Then, Dec 5, 1975 came and after seeing that wintertime Tulsa tornado
I had hired a new meteorologist and it was her first day on the job at KARD TV (now KSNW) in Wichita. I was showing her how to operate our WSR-74C and explained that, "the storm over Tulsa is real trouble." That was still in the day of the 55 word/minute teletypes that did not carry storm warnings from out-of-state (other than the counties that actually touched the Kansas border). When they went to a high-speed weather wire, which would allow tornado warnings from out-of-state, the Kansas Association of Broadcasters -- opposed adding them!

All of this is progress is completely taken for granted now -- which is both fine and understandable -- but it is hard to imagine how hard some of us had to fight to make advances in the decade of the 1970's, which may have been the single most important decade in terms of progress in weather forecasting and storm warnings.

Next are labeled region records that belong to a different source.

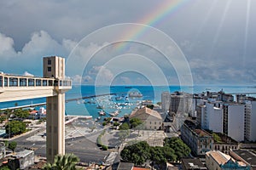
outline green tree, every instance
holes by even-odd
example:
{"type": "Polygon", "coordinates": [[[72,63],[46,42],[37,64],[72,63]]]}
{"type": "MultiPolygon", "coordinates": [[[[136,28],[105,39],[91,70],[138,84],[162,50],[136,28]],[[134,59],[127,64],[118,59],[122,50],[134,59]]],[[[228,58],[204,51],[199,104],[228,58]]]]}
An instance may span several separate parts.
{"type": "Polygon", "coordinates": [[[57,155],[53,163],[46,163],[43,169],[44,170],[76,170],[76,164],[80,159],[74,154],[66,154],[64,156],[57,155]]]}
{"type": "Polygon", "coordinates": [[[188,156],[191,152],[190,148],[177,137],[165,139],[164,146],[172,148],[174,150],[177,161],[179,161],[182,157],[188,156]]]}
{"type": "Polygon", "coordinates": [[[127,122],[124,122],[119,126],[119,130],[128,130],[128,129],[130,129],[130,127],[127,122]]]}
{"type": "Polygon", "coordinates": [[[17,147],[17,142],[15,141],[11,141],[8,144],[8,148],[13,150],[13,152],[15,152],[16,147],[17,147]]]}
{"type": "Polygon", "coordinates": [[[9,168],[9,167],[6,165],[6,166],[0,167],[0,170],[10,170],[10,168],[9,168]]]}
{"type": "Polygon", "coordinates": [[[6,115],[3,115],[0,116],[0,123],[2,123],[3,121],[5,121],[7,119],[7,116],[6,115]]]}
{"type": "Polygon", "coordinates": [[[149,109],[153,109],[154,108],[154,105],[148,105],[146,107],[148,107],[149,109]]]}
{"type": "Polygon", "coordinates": [[[166,159],[163,153],[163,147],[155,146],[150,147],[150,159],[157,163],[165,163],[166,159]]]}
{"type": "Polygon", "coordinates": [[[145,141],[139,142],[133,145],[125,146],[120,156],[125,162],[136,165],[142,165],[150,158],[150,147],[145,141]]]}
{"type": "Polygon", "coordinates": [[[120,130],[119,131],[118,135],[119,137],[119,140],[121,142],[124,142],[125,139],[130,135],[130,130],[120,130]]]}
{"type": "Polygon", "coordinates": [[[119,123],[119,122],[113,122],[113,125],[114,127],[118,127],[118,126],[120,125],[120,123],[119,123]]]}
{"type": "Polygon", "coordinates": [[[139,118],[134,117],[130,120],[130,128],[135,128],[141,124],[143,124],[143,122],[139,118]]]}
{"type": "Polygon", "coordinates": [[[212,133],[212,137],[213,137],[214,141],[216,141],[216,142],[220,142],[221,141],[220,137],[218,134],[214,133],[212,133]]]}
{"type": "Polygon", "coordinates": [[[20,121],[11,121],[5,126],[7,134],[20,134],[26,132],[26,123],[20,121]]]}

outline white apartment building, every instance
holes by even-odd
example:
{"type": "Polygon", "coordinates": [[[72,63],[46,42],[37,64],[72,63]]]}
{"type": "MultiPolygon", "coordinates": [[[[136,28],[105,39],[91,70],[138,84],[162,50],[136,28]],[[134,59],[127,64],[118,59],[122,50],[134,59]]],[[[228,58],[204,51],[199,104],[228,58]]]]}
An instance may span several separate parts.
{"type": "Polygon", "coordinates": [[[163,92],[161,94],[161,106],[162,111],[168,112],[170,108],[171,96],[169,92],[163,92]]]}
{"type": "Polygon", "coordinates": [[[223,105],[224,133],[235,140],[244,140],[244,105],[225,103],[223,105]]]}
{"type": "Polygon", "coordinates": [[[130,119],[138,118],[143,122],[145,130],[160,130],[162,129],[163,120],[159,112],[148,107],[143,107],[133,111],[130,119]]]}
{"type": "Polygon", "coordinates": [[[205,100],[202,105],[197,105],[197,124],[203,129],[223,133],[223,110],[222,102],[212,99],[205,100]]]}
{"type": "Polygon", "coordinates": [[[223,111],[220,103],[206,103],[202,117],[202,128],[223,133],[223,111]]]}
{"type": "Polygon", "coordinates": [[[244,103],[244,139],[256,141],[256,99],[247,99],[244,103]]]}

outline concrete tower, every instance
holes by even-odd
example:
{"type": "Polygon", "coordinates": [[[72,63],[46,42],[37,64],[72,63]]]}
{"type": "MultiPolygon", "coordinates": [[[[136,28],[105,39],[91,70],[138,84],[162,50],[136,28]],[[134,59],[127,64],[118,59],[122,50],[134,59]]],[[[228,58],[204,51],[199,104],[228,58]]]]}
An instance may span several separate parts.
{"type": "Polygon", "coordinates": [[[44,58],[44,77],[53,78],[55,95],[47,97],[46,157],[53,162],[55,155],[65,154],[65,59],[44,58]]]}

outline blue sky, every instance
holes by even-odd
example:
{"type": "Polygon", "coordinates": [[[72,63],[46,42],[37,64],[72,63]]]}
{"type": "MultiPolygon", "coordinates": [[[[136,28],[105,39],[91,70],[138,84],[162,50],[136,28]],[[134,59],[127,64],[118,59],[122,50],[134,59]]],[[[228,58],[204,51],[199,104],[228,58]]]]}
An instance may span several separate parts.
{"type": "MultiPolygon", "coordinates": [[[[256,2],[186,0],[179,3],[182,5],[177,10],[151,26],[177,46],[163,41],[162,44],[156,42],[157,48],[177,55],[173,48],[179,48],[195,84],[254,85],[256,2]]],[[[97,79],[104,80],[99,83],[161,84],[163,82],[155,77],[164,76],[169,84],[178,84],[181,80],[177,76],[177,65],[167,65],[165,58],[153,48],[156,47],[154,43],[145,46],[130,42],[121,51],[117,51],[114,44],[102,48],[111,42],[108,38],[102,41],[105,40],[102,37],[95,37],[99,41],[87,39],[88,43],[79,43],[104,26],[147,24],[141,19],[154,14],[161,3],[167,1],[1,1],[0,70],[41,76],[42,56],[60,55],[68,60],[75,49],[83,60],[89,59],[88,54],[101,49],[86,65],[79,65],[84,71],[83,73],[75,73],[77,65],[70,65],[67,76],[74,82],[81,81],[85,84],[93,84],[97,79]],[[127,54],[132,54],[133,58],[127,54]],[[134,54],[143,56],[140,59],[144,60],[139,57],[137,60],[134,54]],[[121,59],[117,57],[119,55],[124,60],[119,61],[123,62],[116,60],[121,59]],[[137,67],[131,67],[132,62],[125,62],[129,57],[137,67]]],[[[123,31],[117,30],[111,37],[123,31]]],[[[143,36],[155,41],[158,38],[157,34],[147,31],[143,36]]]]}

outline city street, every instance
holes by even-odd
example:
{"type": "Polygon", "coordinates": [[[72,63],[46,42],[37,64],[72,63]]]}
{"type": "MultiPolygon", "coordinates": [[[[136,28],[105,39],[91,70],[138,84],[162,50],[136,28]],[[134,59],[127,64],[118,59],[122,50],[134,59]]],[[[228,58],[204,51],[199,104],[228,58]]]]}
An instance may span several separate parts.
{"type": "MultiPolygon", "coordinates": [[[[30,148],[35,150],[36,156],[45,157],[46,137],[44,134],[45,134],[45,128],[41,128],[35,132],[13,139],[18,144],[16,150],[30,148]]],[[[94,136],[97,135],[94,133],[94,136]]],[[[75,154],[83,162],[102,163],[106,161],[110,151],[101,150],[94,141],[80,136],[66,139],[66,153],[75,154]]]]}

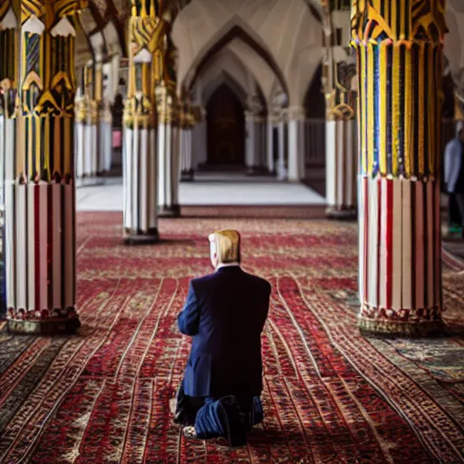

Fujita's work, because of envy, was soundly rejected. Almost no one believed he was correct about suction vortices (as he called them), the Fujita Scale and, especially, downbursts. Some meteorologists at NSSL openly mocked Fujita. While on a different topic than meteorology, a woman by the name of Virginia Postrel wrote a book, The Future and Its Enemies -- the title pretty well described the 70's in weather science.